In the study they examined dietary intake, anthropometric variables, weight change, and serum albumin and lipid concentrations between edentate (without teeth) and dentate (with teeth) participants. The results of the study showed edentulism was not associated with the total energy or food intake but was associated with the food group consumption. Some of the food groups were fats, micronutrients and hard-to-chew foods. The study found that elderly white edenta eat lower energy-adjusted vitamin A and B-carotene, higher amounts of energy-adjusted total and saturated fat and cholesterol, and higher percent’s of energy from fat than elderly black edenta. The study also found that more than 5% weight gain was found in both races of edenta (Lee Et al, 2004).

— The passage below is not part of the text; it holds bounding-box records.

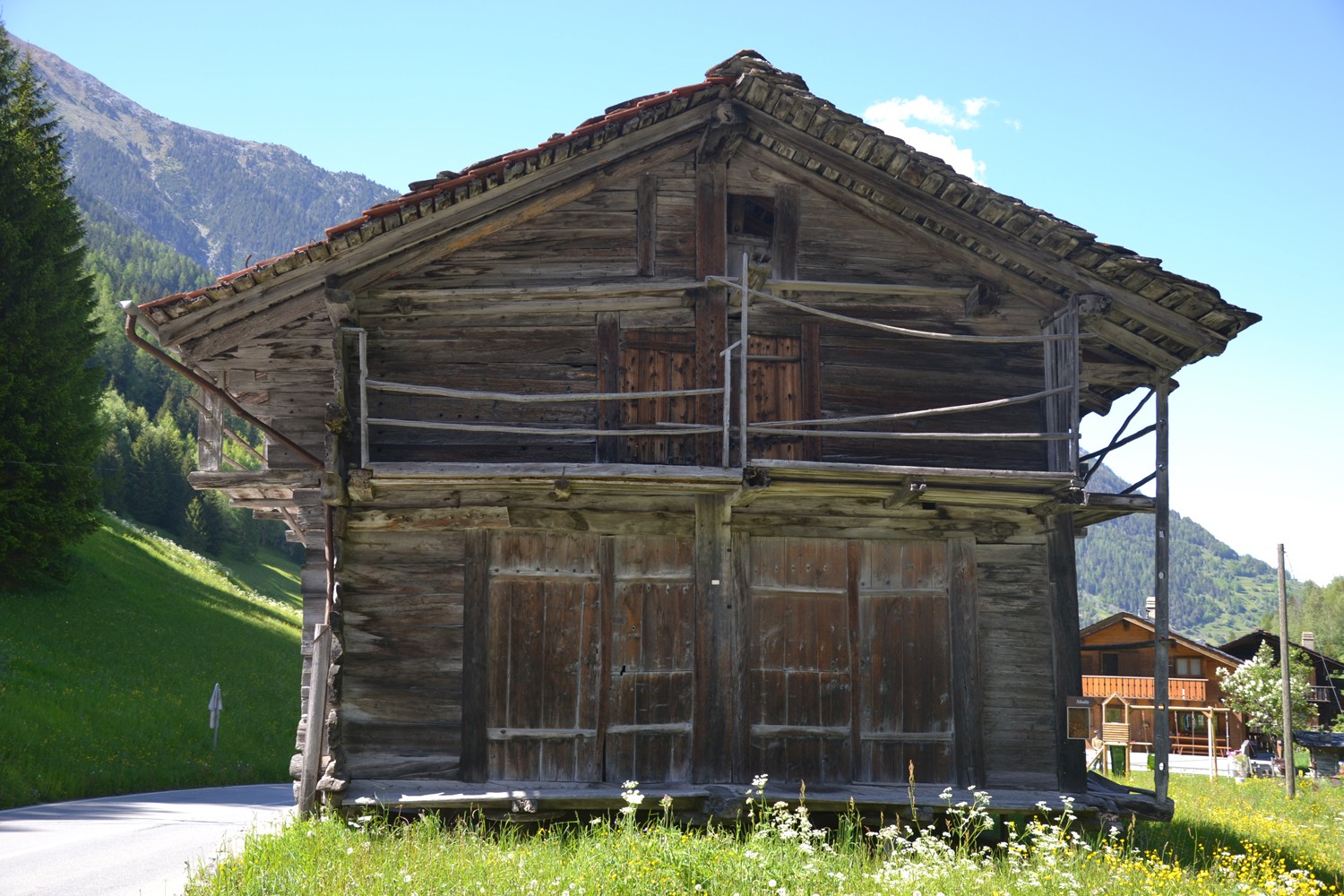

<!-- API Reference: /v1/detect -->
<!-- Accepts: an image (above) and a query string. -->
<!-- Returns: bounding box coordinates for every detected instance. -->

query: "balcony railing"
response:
[1083,676,1209,702]
[1306,685,1339,702]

An article published by the International Journal of Dentistry states that the edentulous diet has lower amounts of the following: fruits, vegetables, fiber, and carotene. They also state there is an increase of cholesterol and saturated fats resulting in a higher prevalence of obesity. Ultimately leading to cardiovascular disease and gastrointestinal disorders. They found that there is higher rates of chronic inflammatory changes in the gastric mucosa, upper gastrointestinal and pancreatic cancer, and peptic or duodenal ulcers (Emami Et al 2013).
In Conclusion, the absence of teeth does have an effect of nutritional health and well-being. It guides the food choices to something softer easier to chew, resulting in possible weight gain.
Betts, Gordon, et al. 23.1 Overview of the Digestive System – Anatomy and Physiology. 13 Apr. 2013, openstax.org/books/anatomy-and-physiology/pages/23-1-overview-of-the-digestive-system.
Lee, Jung Sun, et al. Edentulism and Nutritional Status in a Biracial Sample Of Well-Functioning, Community-Dwelling Elderly: The Health, Aging, and Body Composition Study. 1 Feb. 2004, academic.oup.com/ajcn/article/79/2/295/4690095?login=true.
Emami, Elham, et al. The Impact of Edentulism on Oral and General Health. 8 May 2013, www.hindawi.com/journals/ijd/2013/498305/#abstract.